Find a ring that contain $\mathbb{Q}$ as a group and has solution for $x^2 \equiv 2$ but no solution to $x^2 \equiv 3$ I have the following question :
Find a ring that contain $\mathbb{Q}$ as a group and has solution for $x^2 \equiv 2$ but no solution to $x^2 \equiv 3$
Hint : Start from $\mathbb{Q}[x]$
I really don't know how to approach this, how to force that $x^2 \equiv 3$ has not solution???
This is what I did - I don't know if its right
Maybe if I choose $I=x^2-2$? I think its an ideal since no root since there is no such $x\in \mathbb {Q}$ such that $x^2-2=0$, 
Yet how that implies solution for $x^2 \equiv 2$? what about no solutions for $x^2 \equiv 3$?
Any help will be appreciated.
 A: Your attempt is indeed fruitful.
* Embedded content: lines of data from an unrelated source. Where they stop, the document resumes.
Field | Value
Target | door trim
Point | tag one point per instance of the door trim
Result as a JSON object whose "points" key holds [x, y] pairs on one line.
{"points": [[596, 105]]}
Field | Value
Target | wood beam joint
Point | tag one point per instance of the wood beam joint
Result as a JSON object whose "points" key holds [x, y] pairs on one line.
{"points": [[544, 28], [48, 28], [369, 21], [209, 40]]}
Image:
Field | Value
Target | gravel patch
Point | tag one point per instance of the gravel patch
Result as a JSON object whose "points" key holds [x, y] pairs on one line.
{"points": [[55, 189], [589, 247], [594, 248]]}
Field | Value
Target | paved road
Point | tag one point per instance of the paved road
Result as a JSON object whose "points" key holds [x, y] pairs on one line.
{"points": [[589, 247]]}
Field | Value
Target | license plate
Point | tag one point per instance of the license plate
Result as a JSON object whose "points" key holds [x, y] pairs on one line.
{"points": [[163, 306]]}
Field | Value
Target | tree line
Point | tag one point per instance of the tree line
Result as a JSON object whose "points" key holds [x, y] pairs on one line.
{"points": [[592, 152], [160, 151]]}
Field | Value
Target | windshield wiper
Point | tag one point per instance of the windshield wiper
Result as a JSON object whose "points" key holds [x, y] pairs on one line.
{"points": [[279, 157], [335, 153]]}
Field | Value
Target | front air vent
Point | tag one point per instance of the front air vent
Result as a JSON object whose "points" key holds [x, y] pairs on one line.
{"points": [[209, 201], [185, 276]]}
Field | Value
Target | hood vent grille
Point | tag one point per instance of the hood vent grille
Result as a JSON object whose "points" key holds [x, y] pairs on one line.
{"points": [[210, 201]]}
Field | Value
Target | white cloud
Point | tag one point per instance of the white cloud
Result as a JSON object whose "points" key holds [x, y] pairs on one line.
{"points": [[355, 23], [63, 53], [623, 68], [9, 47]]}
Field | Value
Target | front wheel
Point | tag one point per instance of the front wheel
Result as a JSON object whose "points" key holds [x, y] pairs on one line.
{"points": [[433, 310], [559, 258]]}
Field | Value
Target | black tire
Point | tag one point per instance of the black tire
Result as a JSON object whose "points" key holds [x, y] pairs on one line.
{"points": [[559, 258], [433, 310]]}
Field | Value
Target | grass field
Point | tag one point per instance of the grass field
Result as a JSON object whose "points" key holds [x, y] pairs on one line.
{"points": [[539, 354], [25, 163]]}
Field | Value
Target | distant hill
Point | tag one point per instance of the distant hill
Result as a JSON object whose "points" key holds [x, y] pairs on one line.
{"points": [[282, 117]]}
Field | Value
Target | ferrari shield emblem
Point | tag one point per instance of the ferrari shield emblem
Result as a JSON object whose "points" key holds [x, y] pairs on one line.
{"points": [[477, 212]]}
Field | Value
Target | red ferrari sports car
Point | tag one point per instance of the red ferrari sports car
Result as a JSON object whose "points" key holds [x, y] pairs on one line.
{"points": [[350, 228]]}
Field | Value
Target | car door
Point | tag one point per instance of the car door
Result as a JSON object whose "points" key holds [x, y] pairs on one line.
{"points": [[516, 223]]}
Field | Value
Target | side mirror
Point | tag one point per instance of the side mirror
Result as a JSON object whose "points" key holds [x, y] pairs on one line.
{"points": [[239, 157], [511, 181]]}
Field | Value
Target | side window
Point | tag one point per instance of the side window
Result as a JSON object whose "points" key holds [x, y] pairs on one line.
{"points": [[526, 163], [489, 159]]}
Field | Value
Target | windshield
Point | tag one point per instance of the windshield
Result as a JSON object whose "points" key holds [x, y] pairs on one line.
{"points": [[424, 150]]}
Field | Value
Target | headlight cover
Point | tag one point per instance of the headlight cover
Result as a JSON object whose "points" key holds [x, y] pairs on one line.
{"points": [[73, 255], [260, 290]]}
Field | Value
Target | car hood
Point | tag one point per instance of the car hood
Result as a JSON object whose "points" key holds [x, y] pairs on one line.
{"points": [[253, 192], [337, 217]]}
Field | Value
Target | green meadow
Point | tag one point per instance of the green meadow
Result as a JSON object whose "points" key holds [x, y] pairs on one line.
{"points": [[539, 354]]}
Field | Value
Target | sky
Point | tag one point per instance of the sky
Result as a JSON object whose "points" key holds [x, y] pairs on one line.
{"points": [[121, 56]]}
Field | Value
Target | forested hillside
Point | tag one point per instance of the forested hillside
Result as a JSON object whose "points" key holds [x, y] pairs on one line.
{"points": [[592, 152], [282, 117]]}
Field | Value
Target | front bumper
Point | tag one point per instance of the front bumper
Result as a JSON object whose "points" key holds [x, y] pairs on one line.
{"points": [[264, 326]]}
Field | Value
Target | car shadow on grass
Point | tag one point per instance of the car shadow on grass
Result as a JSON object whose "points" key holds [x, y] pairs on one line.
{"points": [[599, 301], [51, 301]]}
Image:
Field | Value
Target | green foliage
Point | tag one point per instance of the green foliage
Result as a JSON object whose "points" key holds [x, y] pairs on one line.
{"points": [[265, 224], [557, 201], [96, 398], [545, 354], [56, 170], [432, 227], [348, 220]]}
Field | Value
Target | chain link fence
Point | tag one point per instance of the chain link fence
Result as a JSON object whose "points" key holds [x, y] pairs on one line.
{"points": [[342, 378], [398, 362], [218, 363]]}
If you define $R=\Bbb Q[x]/I$, where $I=(x^2-2)$, then $$(x+I)^2 = x^2+I = (x^2+I) - (x^2-2+I) =2+I$$ so you have solution to $x^2=2$. Note that $\Bbb Q$ is embedded in $R$ via $q\mapsto q + I$ and that this is "sort of cheating". We literally defined $R$ so it will have this root. 
To show that there are no solutions to $x^2=3$, first note that every element of $R$ can be uniquely written as $ax + b+I$, $a,b\in\Bbb Q$. Existence follows from Euclidean division: if you have $f(x)+I\in R$, then $f(x) = q(x)(x^2-2) + r(x)$, with $\deg r \leq 1$ and $f(x)+I = r(x)+I$. Uniqueness follows from degree argument:
$$ax + b + I = a'x + b' + I \iff (a-a')x+(b-b')\in I$$
but there are no polynomials of degree $0$ or $1$ in $I$, thus $(a-a')x+(b-b)$ is zero polynomial.
Now,
$$(ax+b+I)^2 = a^2x^2+2abx+b^2 + I = 2abx+b^2+2a^2 + I$$
and you can easily check that system
\begin{align}
2ab &= 0\\
2a^2+b^2 &= 3
\end{align}
has no rational solutions.
Alternatively, you can prove that $R\cong \Bbb Q[\sqrt 2] = \{a+b\sqrt 2\mid a,b\in\Bbb Q\}$, which contains $\sqrt 2$, but does not contain $\sqrt 3$.
A: You have the right idea. The ideal $(x^2 - 2) \subseteq \mathbb{Q}[x]$ is maximal and so $R = \frac{\mathbb{Q}[x]}{(x^2-2)}$ is a field. 
Note that $R \cong \{ a + b \sqrt{2} \ | \ a,b \in \mathbb{Q} \}$ and $\mathbb{Q} \subseteq R$.
Suppose that $\sqrt{3} \in R$. Then there exist $a,b \in \mathbb{Q}$ such that
$$\sqrt{3} = a + b\sqrt{2}.$$
We now seek a contradiction.

Case 1: $a = 0$
I'll leave this to you.

Case 2: $b = 0$
I'll leave this to you.

Case 3: $a,b \neq 0$
If you square both sides of that equation and rearrange, you get:
$$ 3 - a^2 - 2b^2 = 2ab \sqrt{2}.$$
This implies that $$\sqrt{2} = \frac{3-a^2-2b^2}{2ab} \in \mathbb{Q}_.$$
So we arrive at a contradiction. 

Thus $\sqrt{3} \notin R$. Obviously neither is $-\sqrt{3}$. So $x^2-3$ has no roots in $R$.